Les autorités russes considèrent la course technologique comme un élément central dans la compétition actuelle entre les grandes puissances, un élément qui pourrait potentiellement produire un avantage qui changerait la donne et permettrait de gagner des conflits. Après s’être longtemps reposée sur les importations de technologies de défense, notamment en Occident, la Russie s’est décidée à changer sa stratégie au début des années 2010. Sous l’impulsion de Sergueï Choïgou, ministre de la Défense, les autorités se sont décidées à favoriser la production domestique d’innovations afin d’éviter une trop forte dépendance au savoir-faire étranger. Cette volonté a donné naissance à la Fondation pour les projets de recherche avancée dans l’industrie de la défense (FPI) en 2012, calquant ouvertement le modèle créé en 1958 par les États-Unis avec l’Agence pour les projets de recherche avancée de défense (DARPA).
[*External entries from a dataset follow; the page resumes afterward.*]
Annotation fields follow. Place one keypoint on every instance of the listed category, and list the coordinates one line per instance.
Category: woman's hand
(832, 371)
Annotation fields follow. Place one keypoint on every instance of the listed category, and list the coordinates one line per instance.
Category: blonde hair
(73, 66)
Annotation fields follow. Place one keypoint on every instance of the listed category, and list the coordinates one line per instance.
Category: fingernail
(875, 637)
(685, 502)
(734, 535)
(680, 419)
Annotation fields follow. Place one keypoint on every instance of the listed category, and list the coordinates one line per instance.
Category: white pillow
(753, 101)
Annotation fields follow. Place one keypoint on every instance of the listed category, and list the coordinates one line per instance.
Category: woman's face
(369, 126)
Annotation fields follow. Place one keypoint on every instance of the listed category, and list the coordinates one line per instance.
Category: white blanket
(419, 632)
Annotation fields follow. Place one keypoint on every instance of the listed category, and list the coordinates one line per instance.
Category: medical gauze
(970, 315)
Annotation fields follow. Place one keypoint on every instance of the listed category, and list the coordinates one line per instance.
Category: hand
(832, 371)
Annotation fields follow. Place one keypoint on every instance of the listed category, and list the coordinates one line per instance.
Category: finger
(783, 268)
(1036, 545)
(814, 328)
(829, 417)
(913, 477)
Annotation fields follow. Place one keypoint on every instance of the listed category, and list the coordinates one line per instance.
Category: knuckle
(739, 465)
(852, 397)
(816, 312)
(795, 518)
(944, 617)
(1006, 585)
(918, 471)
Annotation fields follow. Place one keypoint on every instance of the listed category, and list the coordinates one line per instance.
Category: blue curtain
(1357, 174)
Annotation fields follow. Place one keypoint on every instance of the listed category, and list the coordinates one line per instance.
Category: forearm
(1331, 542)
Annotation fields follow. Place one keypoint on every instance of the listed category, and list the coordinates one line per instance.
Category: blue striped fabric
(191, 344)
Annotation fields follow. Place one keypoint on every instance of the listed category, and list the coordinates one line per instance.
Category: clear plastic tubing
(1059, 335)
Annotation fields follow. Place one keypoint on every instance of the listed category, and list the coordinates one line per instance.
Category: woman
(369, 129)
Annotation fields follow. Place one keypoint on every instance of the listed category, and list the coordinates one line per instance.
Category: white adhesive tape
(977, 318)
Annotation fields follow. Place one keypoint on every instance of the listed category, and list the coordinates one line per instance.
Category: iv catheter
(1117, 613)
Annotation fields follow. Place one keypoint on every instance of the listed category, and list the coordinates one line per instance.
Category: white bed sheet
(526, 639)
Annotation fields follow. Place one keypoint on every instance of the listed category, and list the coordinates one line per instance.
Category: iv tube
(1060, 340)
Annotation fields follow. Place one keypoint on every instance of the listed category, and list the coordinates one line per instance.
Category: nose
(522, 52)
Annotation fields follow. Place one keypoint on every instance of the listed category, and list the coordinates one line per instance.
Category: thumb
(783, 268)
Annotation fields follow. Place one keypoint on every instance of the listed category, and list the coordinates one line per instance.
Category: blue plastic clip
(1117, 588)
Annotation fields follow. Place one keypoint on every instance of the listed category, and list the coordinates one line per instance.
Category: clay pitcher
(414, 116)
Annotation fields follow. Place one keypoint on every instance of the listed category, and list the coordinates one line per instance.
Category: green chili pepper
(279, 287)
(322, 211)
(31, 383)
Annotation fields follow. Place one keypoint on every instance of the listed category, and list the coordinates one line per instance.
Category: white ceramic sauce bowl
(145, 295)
Très rapidement, deux priorités de développement ont émergé au sein du complexe-militaro industriel russe : les armements hypersoniques ainsi que les technologies d’intelligence artificielle (IA). Le pays, freiné par une crise économique, consécutive, entre autres, aux sanctions occidentales qui ont suivi l’invasion de la Crimée en 2014, accuse un retard de financement conséquent : le budget annuel de la FPI s’élevait à 50-60 millions de dollars (42-50 millions d’euros) en 2019, contre 3,4 milliards de dollars (2,8 milliards d’euros) alloués à la DARPA américaine. En outre, l’industrie de la défense russe continue de se débattre avec le spectre de problèmes structurels mais cela n’a pas empêché la Russie de rapidement démontrer ses capacités dans le développement d’IA prometteuses, avec 4 000 aéronefs autonomes, Moscou dispose de la deuxième flotte mondiale de ce type, derrière les États-Unis et devant la Chine.

En conclusion, tous les experts sont d’accord : une guerre nucléaire ne servira pas les objectifs de Vladimir Poutine. Mais là où la plupart semblaient sereins il y a encore quelques mois, plusieurs reconnaissent être désormais « plus inquiets » et espèrent aujourd’hui que « Vladimir Poutine restera rationnel ». Jusque-là, l’invasion russe s’est entièrement appuyée sur des armes conventionnelles. Et il apparait évident que d’un point de vue stratégique, l’usage de l’arme nucléaire ne tient pas. Au cours des années 2000, le complexe industriel de défense russe a objectivement connu une amélioration sensible de son environnement politique et financier. La commande nationale d’armement est repartie nettement à la hausse, les autorités russes souhaitant enclencher le rééquipement des forces armées, d’autant plus, que dans le domaine de l’armement, les Russes ont toujours fait preuve d’une capacité de rebond surprenante.